Student Internship Position (Lookyloo-03)

Overview - Student Internship Position - Lookyloo executive summary, integration with third party services

Lookyloo started as a side project aiming to help internal teams in media organisations to have an overview of the content loaded on their websites. It is now used on a daily basis by CIRCL in order to analyse phishing and other malicious websites in the context of incident response.

The current status of the system makes it relatively simple for an analyst with a good understanding of web technologies to understand what is going on on a website, but there is still work to do in order to make the capture easier to understand and analyse by less technical users.

One way to make their life easier is to integrate third party services in lookyloo, and to allow submitting information gathered during a capture to other dedicated systems.

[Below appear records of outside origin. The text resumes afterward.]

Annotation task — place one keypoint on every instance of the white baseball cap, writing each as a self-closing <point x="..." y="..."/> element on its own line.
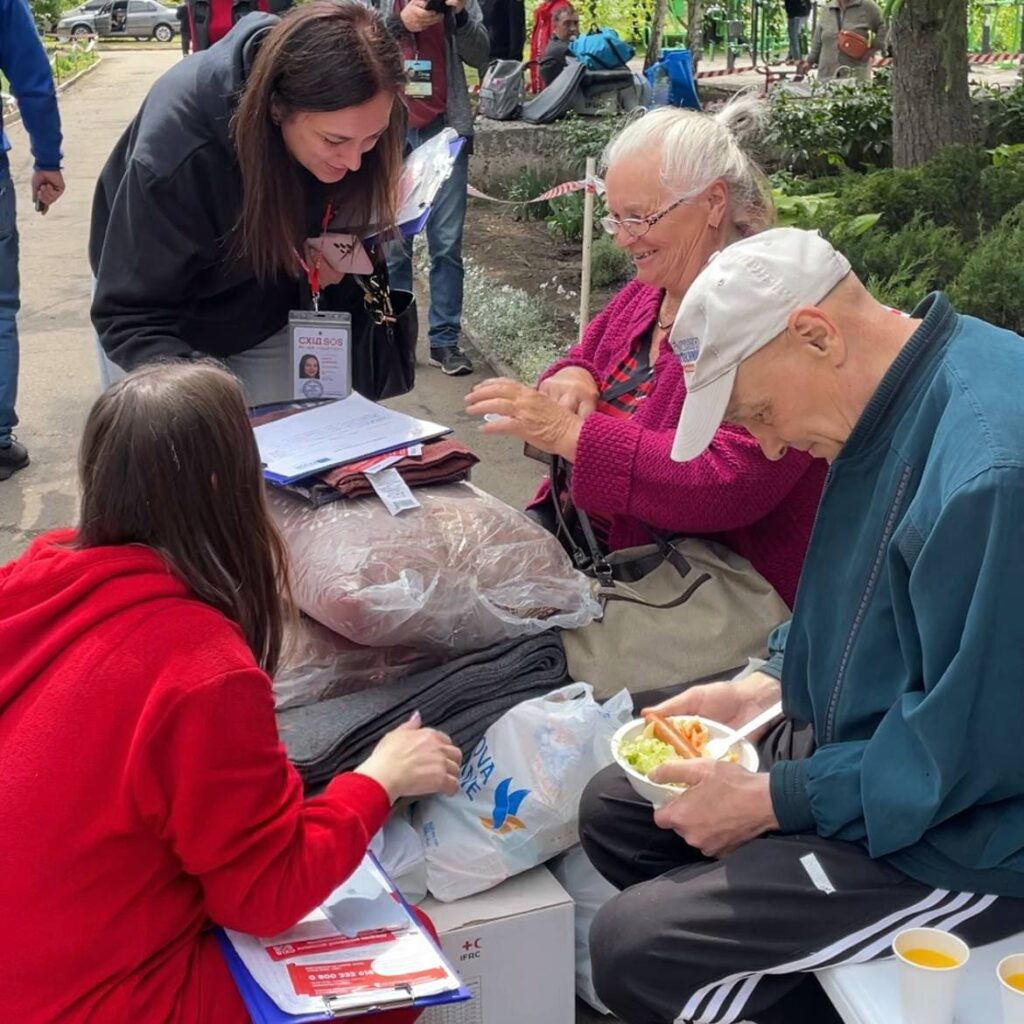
<point x="740" y="301"/>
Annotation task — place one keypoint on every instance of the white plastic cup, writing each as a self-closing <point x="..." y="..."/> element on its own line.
<point x="1013" y="998"/>
<point x="928" y="994"/>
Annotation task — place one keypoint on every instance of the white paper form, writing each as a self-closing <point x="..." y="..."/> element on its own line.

The goals of this internships are following:

  • Getting used to the concepts and limitations of web scraping with the following tutorial
  • Getting used to Lookyloo. The testing page, and the examples are a good starting point. Expand them if needed.
  • Create an overview page summarizing the information gathered by the capture on lookyloo, and by the 3rd party modules (if enabled) so all the information are visible at one place.
  • Create a module to integrate Lookyloo with Pandora (the project will be opensourced by the time the internship starts).
  • (Optional) Create a module for CIRCL Passive DNS
  • (Optional) Create a module for BGP Ranking
  • (Optional) Figure out how to represent nodes containing calls to tracking/Ads infrastructures, probably using uBlock Origin datasets.
  • Write a report explaining the findings made along the way

Summary page

Lookyloo is mainly an investigation tool allowing the users to dig into a capture and find the specific details they’re looking for, and this is not going to change. But even in such case, it would be useful to have a place where we can see all the main information about the capture without having to click through multiple views.

The first task will be to figure out which information (statistics of the capture itself, reports from 3rd party services, euristics from fimilar captures, …) we want to represent. Then, we need to decide how to represent them in a way that makes sense, and finally implement it.

It is important to keep in mind that Lookyloo can be used in a information security context (i.e. investigating malicious websites), but it is also used on perfectly legitimate websites to investigate privacy violations, and by administrators of complex websites to have an overview of their infrastructure.

Pandora

Pandora is a tool developed initially by CERT-AG that CIRCL was tasked to turn into an opensource project. At the time of the writing of thins document, it is not available publicly, but it will be by the time the internship starts.

Pandora is a quick analysis tool for suspicious files that can be either uploaded directly on the web interface, or forwarded by mail. The integration with Lookyloo will consist in pushing URLs extrated from the emails or files to Lookyloo and trigger a capture. From lookyloo, we want to take resources gathered during a capture and submit them to Pandora for analysis.

Other integrations

If time allows, you will implement more 3rd party modules to integrate Lookyloo with other systems. This part will be discussed later on, depending on the needs at the time.

Write up if the findings

Web technologies are extremely versatile, allowing the developers to do a lot of extremely odd things. Many of them are untangled by Lookyloo and the libraries used in the project. You will for sure discover things you (and the maintainers of the project) didn’t know about, so it will be important to document them.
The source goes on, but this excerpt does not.